O kayıtlarla diyor ki; Sahâbelerin halka karşı vaziyetleri: Düşmanlarına şediddirler ve dostlarına ve mü’minlere rahîmdirler. Cenâb-ı Hakk’a karşı rükû ve secdede kemâl-i itâattadırlar. Her işlerinde Cenâb-ı Hakkın rıza ve fazlını kasdederek kemâl-i ihlâsdadırlar. Hem sahabelerin ilimde ve amelde ve siyasette ve askerlikte gösterdikleri fevkalâde metanet ve terakki ve sebat ve tefevvuku, maziden Tevrat ve İncil’i işhâd ederek mu’cizane ve müstakbelden ibadet ve cihad vazifesinde hârikulâde hareketleri ihbar ederek mu’cizâne mâzi ve müstakbelde iki ihbar-ı gaybiye ile sahâbelerin i’cazkâr ahvâlini haber vermekle, şu âyette bir lem’a-yı i’câzı gösterir ve âyetin daha başka çok işaretleri vardır. İzahı uzun olduğundan ve ihatamız nâkıs ve elimiz kısa bulunduğundan kısa kestik.
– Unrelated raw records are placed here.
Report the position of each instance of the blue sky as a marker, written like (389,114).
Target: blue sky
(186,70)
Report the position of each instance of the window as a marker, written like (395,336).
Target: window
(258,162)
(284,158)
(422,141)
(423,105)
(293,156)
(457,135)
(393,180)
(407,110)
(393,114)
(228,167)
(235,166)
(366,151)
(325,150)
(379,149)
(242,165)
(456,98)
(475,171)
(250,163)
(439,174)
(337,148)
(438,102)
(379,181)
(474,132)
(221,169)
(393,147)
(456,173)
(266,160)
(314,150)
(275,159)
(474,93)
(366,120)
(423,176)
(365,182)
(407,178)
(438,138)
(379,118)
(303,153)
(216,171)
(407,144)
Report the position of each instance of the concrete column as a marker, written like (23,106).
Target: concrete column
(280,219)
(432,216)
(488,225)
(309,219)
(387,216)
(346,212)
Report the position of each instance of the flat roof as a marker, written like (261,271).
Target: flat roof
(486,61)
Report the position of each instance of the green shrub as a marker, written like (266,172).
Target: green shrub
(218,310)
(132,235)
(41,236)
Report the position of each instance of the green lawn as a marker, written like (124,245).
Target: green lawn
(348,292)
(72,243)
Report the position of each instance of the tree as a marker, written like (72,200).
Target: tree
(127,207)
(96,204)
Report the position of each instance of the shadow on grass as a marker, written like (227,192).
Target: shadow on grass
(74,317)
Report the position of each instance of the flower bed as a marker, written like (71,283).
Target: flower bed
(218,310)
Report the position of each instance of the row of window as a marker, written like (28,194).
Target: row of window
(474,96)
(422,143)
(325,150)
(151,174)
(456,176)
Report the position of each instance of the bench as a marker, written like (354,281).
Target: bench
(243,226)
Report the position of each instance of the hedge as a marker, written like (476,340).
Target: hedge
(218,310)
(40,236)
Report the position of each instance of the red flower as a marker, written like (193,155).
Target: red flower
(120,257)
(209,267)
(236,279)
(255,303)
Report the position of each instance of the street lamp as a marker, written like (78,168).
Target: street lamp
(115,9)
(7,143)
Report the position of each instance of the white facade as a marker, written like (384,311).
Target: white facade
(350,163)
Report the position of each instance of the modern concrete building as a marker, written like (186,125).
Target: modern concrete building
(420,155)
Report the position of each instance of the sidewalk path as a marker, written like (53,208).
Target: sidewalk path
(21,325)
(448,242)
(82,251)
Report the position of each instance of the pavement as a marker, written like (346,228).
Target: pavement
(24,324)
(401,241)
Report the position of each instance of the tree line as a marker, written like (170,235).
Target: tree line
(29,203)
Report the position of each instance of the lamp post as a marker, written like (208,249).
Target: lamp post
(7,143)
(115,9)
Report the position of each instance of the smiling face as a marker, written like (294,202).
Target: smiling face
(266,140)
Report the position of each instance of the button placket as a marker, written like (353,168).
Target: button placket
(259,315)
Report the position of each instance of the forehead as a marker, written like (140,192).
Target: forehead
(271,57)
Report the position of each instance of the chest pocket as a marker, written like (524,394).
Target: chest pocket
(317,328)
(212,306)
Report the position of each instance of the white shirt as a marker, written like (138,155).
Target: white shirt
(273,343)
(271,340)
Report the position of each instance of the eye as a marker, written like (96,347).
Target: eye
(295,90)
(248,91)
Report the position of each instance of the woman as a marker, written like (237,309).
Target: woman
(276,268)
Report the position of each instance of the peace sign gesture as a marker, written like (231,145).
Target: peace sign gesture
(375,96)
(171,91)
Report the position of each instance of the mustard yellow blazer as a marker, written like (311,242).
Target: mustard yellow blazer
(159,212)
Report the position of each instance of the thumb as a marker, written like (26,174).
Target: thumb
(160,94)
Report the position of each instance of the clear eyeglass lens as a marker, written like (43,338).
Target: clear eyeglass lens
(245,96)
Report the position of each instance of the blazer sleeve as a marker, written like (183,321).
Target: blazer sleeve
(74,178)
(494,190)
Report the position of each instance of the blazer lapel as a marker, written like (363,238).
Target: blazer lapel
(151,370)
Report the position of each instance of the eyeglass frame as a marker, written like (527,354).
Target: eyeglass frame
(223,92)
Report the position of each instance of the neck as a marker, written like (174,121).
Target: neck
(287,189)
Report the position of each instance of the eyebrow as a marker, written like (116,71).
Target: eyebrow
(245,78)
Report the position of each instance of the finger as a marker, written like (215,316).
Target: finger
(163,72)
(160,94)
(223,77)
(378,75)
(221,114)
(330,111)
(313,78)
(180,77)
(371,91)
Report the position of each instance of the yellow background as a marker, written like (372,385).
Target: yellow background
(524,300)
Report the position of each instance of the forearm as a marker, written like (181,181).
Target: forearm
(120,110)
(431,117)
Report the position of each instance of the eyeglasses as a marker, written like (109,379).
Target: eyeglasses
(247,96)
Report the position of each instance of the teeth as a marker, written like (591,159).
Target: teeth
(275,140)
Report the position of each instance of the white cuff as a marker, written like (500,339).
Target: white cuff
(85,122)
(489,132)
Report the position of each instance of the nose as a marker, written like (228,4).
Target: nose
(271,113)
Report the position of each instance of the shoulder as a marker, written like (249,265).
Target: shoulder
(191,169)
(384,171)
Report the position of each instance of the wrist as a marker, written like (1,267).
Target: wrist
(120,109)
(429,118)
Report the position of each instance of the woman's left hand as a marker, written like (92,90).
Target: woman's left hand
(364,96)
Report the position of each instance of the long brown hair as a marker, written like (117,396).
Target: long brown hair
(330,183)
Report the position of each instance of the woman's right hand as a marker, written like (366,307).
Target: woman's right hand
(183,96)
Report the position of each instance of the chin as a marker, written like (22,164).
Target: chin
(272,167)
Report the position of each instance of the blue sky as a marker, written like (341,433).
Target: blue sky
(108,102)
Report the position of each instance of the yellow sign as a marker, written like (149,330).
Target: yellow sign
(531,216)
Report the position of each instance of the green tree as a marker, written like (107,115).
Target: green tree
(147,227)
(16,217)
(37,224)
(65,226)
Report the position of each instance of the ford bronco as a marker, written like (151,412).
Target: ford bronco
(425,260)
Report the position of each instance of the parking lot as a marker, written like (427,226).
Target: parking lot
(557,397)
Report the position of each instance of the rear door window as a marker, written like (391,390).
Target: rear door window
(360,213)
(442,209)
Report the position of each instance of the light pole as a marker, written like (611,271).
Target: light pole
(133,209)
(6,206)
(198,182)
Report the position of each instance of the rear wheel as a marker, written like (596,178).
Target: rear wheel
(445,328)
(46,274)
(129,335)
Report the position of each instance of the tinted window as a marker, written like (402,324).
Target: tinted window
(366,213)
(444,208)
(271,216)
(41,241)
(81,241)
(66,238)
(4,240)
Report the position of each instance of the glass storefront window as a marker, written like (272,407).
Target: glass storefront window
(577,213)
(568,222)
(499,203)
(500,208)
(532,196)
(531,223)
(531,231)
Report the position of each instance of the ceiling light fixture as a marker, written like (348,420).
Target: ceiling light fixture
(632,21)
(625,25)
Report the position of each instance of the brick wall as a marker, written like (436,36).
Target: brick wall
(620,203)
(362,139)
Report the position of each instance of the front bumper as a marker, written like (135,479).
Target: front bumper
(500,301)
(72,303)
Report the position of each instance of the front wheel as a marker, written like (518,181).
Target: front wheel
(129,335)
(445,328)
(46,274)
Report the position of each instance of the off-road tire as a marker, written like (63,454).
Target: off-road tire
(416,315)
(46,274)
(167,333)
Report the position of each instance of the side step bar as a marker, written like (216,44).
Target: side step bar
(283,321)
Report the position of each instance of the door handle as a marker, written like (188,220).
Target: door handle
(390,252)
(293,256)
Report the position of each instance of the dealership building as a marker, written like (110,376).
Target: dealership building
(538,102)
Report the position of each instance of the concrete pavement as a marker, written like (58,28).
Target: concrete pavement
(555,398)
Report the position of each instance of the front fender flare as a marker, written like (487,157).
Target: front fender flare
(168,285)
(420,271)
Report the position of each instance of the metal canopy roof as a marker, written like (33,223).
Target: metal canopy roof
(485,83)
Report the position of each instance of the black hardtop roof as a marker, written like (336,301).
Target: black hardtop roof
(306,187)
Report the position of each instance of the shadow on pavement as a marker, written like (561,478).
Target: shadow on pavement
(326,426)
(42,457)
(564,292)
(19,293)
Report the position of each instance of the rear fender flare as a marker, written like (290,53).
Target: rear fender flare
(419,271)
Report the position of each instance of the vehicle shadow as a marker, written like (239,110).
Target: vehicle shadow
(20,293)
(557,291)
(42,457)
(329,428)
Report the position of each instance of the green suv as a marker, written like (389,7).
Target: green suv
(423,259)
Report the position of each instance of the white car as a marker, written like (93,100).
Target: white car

İşte mâdem şu âyet, hem cümleleri, hem kelimeleri, ham hurufatıyla, ayrı ayrı vazifeleri gördükleri halde, mânâ-yı maksudun etrafında toplanıp ona bakıyorlar.

Acaba bilmediğimiz ve beyan etmediğimiz, şu âyetin daha çok esrar-ı acîbeyi câmi’ olduğu anlaşılmaz mı?